Manobra para desviar atenção


Pedro J. Bondaczuk


A população norte-americana, que desde quinta-feira tem saído às ruas de várias cidades do país para protestar contra o envio de tropas para Honduras, bem como os políticos que se opõem à medida e ponderável parte da opinião pública, argumentam, para fundamentar sua atitude, com a possibilidade de ser criado um novo Vietnã na América Central, bem no quintal dos Estados Unidos.

Exageros a parte, ficou claro, no entanto, que o presidente Ronald Reagan usou, mais uma vez, os sandinistas para desviar as atenções gerais de algo que ele não quer que adquira repercussão em demasia. É que o escândalo “Irã-contras” ganha, a partir desta semana, foros de dramaticidade, com o julgamento, por parte de um grande júri federal, de suas principais personagens.

Desta feita, não tenham dúvidas, o tenente-coronel Oliver North não vai poder usar seus dotes de ator e, em arroubos de demagogia, conquistar a opinião pública, posando de herói nacional, como fez em julho do ano passado, quando prestou depoimentos perante as comissões mistas do Congresso que investigavam o caso.
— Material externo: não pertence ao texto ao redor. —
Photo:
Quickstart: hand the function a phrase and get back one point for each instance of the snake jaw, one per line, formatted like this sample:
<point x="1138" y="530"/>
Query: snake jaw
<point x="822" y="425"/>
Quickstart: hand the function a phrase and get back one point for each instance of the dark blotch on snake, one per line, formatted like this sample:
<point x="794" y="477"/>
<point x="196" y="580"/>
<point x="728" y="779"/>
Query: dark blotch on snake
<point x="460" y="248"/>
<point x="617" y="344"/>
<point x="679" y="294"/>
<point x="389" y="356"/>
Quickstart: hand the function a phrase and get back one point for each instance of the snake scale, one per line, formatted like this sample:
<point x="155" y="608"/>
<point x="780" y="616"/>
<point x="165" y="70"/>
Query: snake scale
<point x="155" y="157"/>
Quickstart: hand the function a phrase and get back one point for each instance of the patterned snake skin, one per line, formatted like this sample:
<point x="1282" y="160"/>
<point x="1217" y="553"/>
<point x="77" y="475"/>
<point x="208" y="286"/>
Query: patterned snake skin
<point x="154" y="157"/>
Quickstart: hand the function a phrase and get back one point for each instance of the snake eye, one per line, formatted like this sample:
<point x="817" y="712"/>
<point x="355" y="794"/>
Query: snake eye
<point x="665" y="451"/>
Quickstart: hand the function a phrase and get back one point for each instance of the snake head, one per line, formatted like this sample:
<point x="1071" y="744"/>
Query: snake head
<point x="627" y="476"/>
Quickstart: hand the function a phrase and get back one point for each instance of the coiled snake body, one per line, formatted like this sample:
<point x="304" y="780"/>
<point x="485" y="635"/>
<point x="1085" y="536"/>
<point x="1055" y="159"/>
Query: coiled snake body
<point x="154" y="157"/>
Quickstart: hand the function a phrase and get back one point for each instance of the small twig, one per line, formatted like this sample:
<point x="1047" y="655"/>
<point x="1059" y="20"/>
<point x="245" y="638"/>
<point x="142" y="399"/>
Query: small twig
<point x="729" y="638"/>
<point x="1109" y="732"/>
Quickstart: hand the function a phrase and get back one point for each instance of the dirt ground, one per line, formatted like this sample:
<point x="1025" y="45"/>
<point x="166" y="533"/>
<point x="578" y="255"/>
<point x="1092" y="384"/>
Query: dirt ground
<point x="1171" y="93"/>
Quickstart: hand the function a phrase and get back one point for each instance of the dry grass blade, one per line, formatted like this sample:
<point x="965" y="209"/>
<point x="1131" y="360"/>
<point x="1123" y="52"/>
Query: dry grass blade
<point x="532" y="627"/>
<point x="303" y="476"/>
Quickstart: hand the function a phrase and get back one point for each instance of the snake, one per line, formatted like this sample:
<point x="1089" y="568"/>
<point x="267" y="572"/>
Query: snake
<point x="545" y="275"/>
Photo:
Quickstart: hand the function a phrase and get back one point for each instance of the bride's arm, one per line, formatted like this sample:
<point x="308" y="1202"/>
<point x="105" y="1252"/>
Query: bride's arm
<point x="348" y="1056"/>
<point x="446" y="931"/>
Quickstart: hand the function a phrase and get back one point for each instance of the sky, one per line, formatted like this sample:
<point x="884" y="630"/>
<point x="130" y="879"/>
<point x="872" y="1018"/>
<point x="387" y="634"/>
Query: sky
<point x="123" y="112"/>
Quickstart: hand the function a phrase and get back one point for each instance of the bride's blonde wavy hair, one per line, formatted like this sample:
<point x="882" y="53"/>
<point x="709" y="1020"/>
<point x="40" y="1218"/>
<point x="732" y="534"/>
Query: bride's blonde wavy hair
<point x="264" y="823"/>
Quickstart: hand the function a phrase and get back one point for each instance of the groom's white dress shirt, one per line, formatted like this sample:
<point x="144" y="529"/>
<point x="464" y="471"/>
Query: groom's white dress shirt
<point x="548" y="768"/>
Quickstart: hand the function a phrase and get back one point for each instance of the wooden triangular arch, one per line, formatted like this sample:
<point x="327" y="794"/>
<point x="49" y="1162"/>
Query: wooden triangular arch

Agora ele, o ex-chefe do Conselho de Segurança Nacional, John Poindexter; o general reformado da Força Aérea, Richard Secord e o comerciante de armas, Albert Hakim, vão responder a processo criminal, com possibilidades de pegarem longas penas de prisão em caso de serem condenados. 

É claro que seus respectivos advogados de defesa os orientaram para que livrassem a própria pele e não protegessem ninguém. O presidente Reagan permanecerá a salvo, mais uma vez, já que os réus disseram, sob juramento, durante o inquérito, que o mandatário não tinha nada a ver com os delitos.

Se mudarem agora o que afirmaram anteriormente, estarão cometendo novo crime: o de perjúrio. E, com certeza, não irão se atrever a se arriscar tanto. Todavia, uma outra figura muito importante no momento, por ter chances reais de vir a ser o novo ocupante da Casa Branca a partir do próximo ano, o vice-presidente George Bush, vai estar na berlinda.

Toda a bateria de acusações estará voltada contra ele. Os democratas, por outro lado, que não conseguem se definir sobre um candidato para as eleições de novembro próximo, vão fazer o possível e o impossível para envolver o nome mais em evidência, no momento, dos republicanos, no escândalo.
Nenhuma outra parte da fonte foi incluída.